Jean-Do (Mathieu Amalric), antiguo editor de la revista Elle, paciente absoluto con el síndrome del cautivo, contará en su terapia con la ayuda de dos logopedas, que el médico le anuncia como “dos mujeres hermosas”. Y en efecto, Henriette Roi (Marie-Josée Croze) y Claude (Anne Consigny) al día siguiente se ponen delante de él para que pueda verlas. Al intentar asomarse a su escote, el hombre vegetal parece volver a interesarse por la vida. Y después está el redescubrimiento de las piernas de su exmujer, Céline (Emmanuelle Seigner), cuando finalmente le lleva a los niños.
A mí, esa idea de la capacidad curativa de la belleza femenina, que para el neofeminismo —la actual ortodoxia— será machista y fascista, me conmueve. Ese plano de Henriette Roi pidiéndole a Jean-Do que le mande un beso, para que aprenda así a mover la lengua y poder tragar en un futuro, es uno de los mejores que he visto en lo que va de siglo XXI. El protagonista de Schnabel es alguien que cuando le pasean y da con su propia imagen en un espejo, se ve a sí mismo como recién salido de un frasco de formol, dentro de un “batallón de tullidos, personas rígidas y mudas”. Sin la dichosa empatía, con ellas convertidas en rapsodas del alfabeto, el antiguo redactor jefe descubrirá un procedimiento mediante el que podrá comunicarse y escribir un libro contando su experiencia.

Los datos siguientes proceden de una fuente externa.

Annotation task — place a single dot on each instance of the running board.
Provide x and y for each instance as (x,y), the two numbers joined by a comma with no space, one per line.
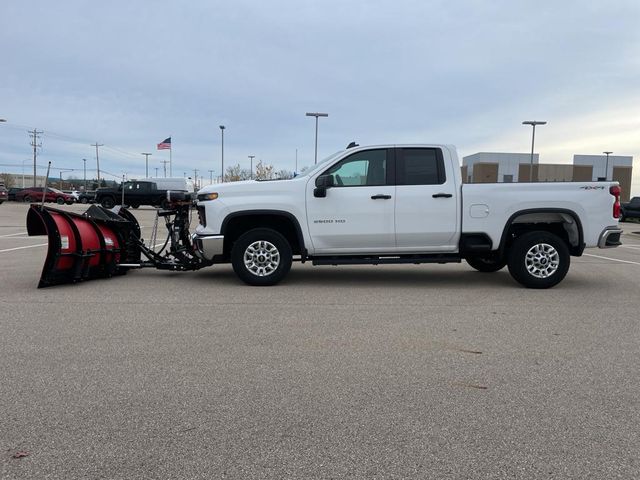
(386,260)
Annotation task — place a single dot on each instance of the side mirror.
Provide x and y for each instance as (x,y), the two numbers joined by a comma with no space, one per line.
(322,183)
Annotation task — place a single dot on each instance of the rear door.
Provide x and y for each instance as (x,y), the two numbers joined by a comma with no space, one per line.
(426,210)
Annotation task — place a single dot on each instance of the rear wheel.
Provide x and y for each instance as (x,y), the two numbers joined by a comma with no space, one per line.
(487,263)
(539,259)
(261,257)
(107,202)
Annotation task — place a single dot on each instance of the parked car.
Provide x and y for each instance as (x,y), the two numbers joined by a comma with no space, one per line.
(87,197)
(74,193)
(630,210)
(12,193)
(34,194)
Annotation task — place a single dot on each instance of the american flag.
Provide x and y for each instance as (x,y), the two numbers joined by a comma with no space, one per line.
(165,144)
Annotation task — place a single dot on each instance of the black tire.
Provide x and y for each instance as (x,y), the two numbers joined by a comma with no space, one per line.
(487,263)
(539,259)
(268,257)
(108,202)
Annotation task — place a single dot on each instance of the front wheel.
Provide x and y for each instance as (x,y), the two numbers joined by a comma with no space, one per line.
(539,259)
(487,263)
(261,257)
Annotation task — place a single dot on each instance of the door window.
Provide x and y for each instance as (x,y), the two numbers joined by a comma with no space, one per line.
(420,166)
(368,168)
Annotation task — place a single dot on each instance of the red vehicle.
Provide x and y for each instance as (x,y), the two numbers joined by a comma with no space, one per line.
(34,194)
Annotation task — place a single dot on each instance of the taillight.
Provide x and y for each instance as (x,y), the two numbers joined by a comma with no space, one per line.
(615,191)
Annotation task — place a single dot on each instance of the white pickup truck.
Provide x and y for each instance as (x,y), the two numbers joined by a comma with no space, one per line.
(403,204)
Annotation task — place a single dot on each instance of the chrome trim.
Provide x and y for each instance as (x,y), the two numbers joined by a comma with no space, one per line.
(604,236)
(208,246)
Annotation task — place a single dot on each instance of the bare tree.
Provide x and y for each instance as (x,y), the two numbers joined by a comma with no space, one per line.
(263,172)
(235,173)
(7,179)
(284,174)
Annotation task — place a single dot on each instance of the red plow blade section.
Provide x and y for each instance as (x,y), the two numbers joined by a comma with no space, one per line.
(84,246)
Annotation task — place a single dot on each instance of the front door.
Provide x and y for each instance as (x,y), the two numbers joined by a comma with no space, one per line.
(357,214)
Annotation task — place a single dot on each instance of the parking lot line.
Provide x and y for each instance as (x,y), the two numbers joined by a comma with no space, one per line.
(609,258)
(22,248)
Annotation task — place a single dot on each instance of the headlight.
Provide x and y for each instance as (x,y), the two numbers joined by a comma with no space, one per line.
(207,196)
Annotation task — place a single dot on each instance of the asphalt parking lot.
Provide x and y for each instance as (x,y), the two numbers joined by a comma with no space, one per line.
(433,371)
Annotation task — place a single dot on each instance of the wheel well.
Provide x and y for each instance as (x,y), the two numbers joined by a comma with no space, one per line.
(235,226)
(563,224)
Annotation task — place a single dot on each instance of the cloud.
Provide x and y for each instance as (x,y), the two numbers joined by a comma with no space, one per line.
(464,72)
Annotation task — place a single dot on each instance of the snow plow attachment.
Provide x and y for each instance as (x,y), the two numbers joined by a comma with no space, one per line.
(85,246)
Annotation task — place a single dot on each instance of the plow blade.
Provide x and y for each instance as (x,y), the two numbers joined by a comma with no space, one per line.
(84,246)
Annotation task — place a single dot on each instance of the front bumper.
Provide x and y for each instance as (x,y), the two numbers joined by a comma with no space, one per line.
(208,246)
(610,237)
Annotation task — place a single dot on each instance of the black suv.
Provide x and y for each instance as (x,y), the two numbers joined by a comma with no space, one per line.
(630,210)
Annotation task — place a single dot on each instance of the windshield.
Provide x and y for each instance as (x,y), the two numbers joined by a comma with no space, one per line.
(321,164)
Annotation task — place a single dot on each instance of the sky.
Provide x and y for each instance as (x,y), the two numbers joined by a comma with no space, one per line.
(129,74)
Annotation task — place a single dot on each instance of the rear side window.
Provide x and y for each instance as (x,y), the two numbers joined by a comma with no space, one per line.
(420,166)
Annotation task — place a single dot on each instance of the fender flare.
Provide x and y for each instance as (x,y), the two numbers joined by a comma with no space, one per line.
(577,250)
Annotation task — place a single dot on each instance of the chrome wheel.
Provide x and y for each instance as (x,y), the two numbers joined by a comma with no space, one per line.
(261,258)
(542,260)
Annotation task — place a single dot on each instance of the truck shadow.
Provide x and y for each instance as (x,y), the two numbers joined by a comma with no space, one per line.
(367,276)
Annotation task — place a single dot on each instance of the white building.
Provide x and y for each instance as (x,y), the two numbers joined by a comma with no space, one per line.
(508,163)
(599,164)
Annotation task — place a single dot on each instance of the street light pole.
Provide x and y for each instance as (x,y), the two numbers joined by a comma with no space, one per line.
(84,160)
(533,123)
(222,127)
(62,170)
(606,169)
(146,163)
(316,114)
(251,157)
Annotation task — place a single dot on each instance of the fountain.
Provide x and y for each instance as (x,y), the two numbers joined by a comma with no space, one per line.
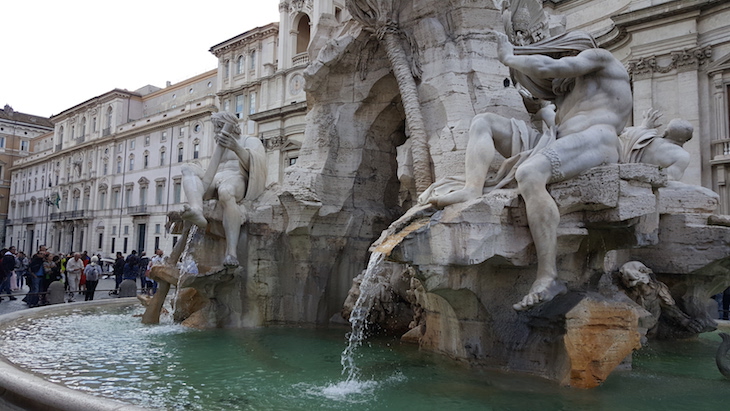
(444,275)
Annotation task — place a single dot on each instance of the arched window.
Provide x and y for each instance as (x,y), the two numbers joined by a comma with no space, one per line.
(303,34)
(109,117)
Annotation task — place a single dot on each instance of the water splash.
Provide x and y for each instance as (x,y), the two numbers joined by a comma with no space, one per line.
(359,315)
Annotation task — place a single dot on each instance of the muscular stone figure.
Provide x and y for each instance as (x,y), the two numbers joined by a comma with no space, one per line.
(592,94)
(236,172)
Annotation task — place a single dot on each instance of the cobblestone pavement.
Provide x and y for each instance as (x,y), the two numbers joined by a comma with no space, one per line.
(8,306)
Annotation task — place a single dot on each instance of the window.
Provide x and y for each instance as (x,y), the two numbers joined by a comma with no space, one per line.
(252,103)
(159,193)
(143,195)
(115,199)
(109,118)
(239,105)
(239,65)
(176,192)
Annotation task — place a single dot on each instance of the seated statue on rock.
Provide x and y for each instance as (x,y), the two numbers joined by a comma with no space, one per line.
(652,295)
(591,94)
(237,172)
(644,144)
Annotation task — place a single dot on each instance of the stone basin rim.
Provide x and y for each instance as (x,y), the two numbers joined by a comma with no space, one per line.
(20,390)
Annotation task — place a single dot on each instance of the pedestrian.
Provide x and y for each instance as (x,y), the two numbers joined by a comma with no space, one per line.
(118,271)
(21,269)
(93,272)
(74,268)
(8,265)
(35,275)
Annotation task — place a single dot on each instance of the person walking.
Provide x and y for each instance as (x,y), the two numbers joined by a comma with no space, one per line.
(93,272)
(74,268)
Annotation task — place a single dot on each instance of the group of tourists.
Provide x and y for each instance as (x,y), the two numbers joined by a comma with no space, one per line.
(77,271)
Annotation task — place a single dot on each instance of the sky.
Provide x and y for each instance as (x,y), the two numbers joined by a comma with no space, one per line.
(56,54)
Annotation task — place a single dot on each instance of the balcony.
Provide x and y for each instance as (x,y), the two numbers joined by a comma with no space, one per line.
(137,210)
(301,58)
(71,215)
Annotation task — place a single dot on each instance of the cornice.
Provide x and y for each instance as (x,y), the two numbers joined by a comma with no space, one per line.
(279,111)
(244,39)
(652,15)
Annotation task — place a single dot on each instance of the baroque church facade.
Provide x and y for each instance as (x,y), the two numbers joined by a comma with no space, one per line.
(106,175)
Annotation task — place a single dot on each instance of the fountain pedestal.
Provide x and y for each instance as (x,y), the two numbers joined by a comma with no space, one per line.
(474,260)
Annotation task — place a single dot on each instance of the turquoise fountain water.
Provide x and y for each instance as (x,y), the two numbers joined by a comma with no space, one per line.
(107,352)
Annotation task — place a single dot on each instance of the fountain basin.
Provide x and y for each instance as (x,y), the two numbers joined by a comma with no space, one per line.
(168,366)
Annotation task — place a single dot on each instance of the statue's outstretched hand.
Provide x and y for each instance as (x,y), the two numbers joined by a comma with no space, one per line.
(225,139)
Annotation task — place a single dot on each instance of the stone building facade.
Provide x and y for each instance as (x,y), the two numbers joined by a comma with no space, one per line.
(17,133)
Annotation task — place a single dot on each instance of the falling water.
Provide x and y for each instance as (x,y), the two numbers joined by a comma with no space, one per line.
(359,315)
(369,289)
(187,264)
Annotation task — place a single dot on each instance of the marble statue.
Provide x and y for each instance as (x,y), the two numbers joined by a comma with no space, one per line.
(644,144)
(654,297)
(236,172)
(591,92)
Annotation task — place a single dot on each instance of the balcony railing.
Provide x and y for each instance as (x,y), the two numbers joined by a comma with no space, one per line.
(137,210)
(301,58)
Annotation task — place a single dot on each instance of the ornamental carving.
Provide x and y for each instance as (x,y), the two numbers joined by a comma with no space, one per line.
(684,60)
(274,142)
(305,6)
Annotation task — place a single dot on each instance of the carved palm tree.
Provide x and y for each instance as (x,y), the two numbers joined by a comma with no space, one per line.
(380,17)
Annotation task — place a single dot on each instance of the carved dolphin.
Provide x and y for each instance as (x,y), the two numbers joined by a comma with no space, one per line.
(721,358)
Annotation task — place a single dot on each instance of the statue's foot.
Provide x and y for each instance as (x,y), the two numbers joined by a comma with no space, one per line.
(194,215)
(542,291)
(459,196)
(230,260)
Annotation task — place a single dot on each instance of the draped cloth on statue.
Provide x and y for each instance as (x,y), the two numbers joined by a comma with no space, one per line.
(526,142)
(633,140)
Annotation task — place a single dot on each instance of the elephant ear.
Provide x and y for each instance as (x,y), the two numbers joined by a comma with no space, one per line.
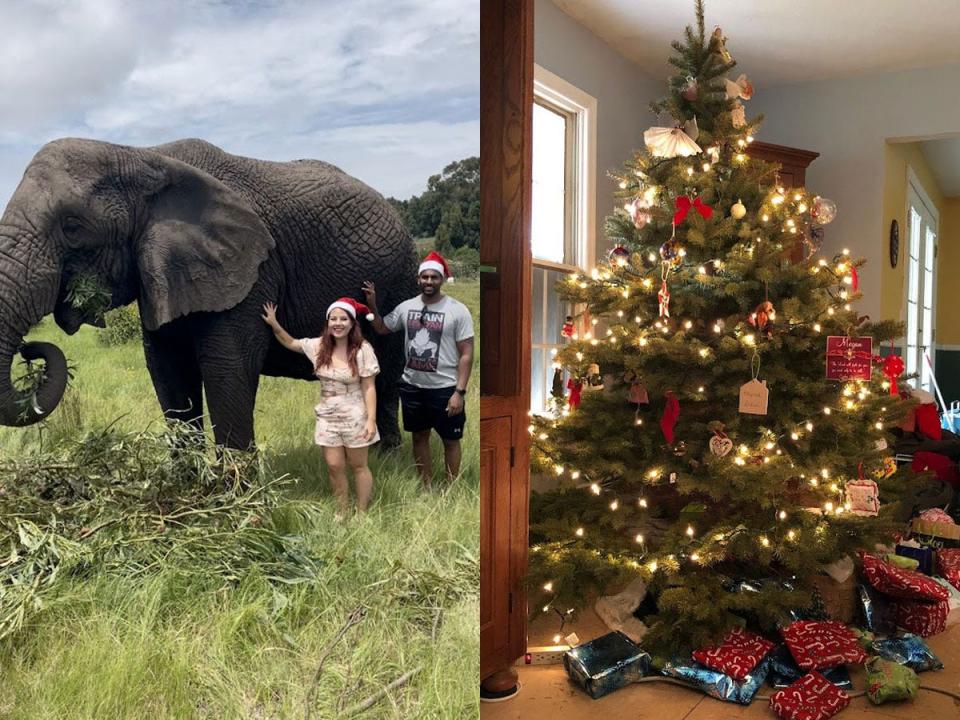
(201,248)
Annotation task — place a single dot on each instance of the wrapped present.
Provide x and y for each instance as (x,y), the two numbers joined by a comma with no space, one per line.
(715,683)
(888,681)
(605,664)
(738,654)
(902,562)
(925,557)
(898,583)
(944,533)
(812,697)
(784,670)
(948,566)
(909,650)
(817,645)
(921,618)
(875,608)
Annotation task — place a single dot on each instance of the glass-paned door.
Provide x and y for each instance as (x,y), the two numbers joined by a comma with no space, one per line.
(921,290)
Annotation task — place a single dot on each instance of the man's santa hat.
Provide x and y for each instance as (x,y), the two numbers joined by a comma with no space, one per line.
(435,261)
(351,307)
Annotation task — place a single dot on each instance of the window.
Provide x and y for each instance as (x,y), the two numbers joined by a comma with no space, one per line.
(921,264)
(562,216)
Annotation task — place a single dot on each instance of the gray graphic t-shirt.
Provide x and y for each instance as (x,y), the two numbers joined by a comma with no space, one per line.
(431,334)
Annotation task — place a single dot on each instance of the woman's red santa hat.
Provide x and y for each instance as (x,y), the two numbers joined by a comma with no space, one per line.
(435,261)
(351,307)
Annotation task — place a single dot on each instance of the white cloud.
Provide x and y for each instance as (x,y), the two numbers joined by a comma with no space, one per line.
(388,90)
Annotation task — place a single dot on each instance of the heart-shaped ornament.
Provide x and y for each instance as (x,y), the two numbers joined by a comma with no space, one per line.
(720,446)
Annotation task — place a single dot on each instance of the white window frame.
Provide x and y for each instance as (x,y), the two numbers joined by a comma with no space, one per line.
(559,95)
(918,197)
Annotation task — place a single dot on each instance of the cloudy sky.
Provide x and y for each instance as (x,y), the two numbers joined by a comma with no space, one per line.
(389,90)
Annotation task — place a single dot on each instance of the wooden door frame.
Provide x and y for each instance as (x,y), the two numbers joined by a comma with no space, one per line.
(506,117)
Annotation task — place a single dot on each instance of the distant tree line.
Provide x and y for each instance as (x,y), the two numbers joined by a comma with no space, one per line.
(449,209)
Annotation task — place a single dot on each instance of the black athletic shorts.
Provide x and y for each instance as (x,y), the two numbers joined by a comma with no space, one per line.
(426,409)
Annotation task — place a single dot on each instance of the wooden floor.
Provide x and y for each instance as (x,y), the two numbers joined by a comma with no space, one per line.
(546,694)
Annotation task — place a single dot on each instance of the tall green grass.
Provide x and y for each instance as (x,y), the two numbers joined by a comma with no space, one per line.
(172,645)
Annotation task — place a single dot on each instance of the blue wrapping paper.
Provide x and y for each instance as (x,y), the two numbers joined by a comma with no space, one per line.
(715,683)
(784,671)
(923,555)
(606,663)
(909,650)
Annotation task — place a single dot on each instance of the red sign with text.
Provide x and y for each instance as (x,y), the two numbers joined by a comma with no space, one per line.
(849,358)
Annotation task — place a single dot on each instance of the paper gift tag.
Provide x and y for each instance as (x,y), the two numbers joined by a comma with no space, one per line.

Este es el Schnabel que yo aplaudo, el heterodoxo que organiza los flashbacks mediante los recuerdos y las ensoñaciones de su protagonista. Puro romanticismo, subrayado además con ese homenaje al gran Truffaut que es esa imitación de los planos de las alturas de París al comienzo de Los cuatrocientos golpes con la inconfundible melodía de Jean Constantin. Y el romanticismo, en una época tan materialista como la nuestra, en la que hasta el amor heterosexual está a punto de ser declarado fascismo y machismo, también es heterodoxia.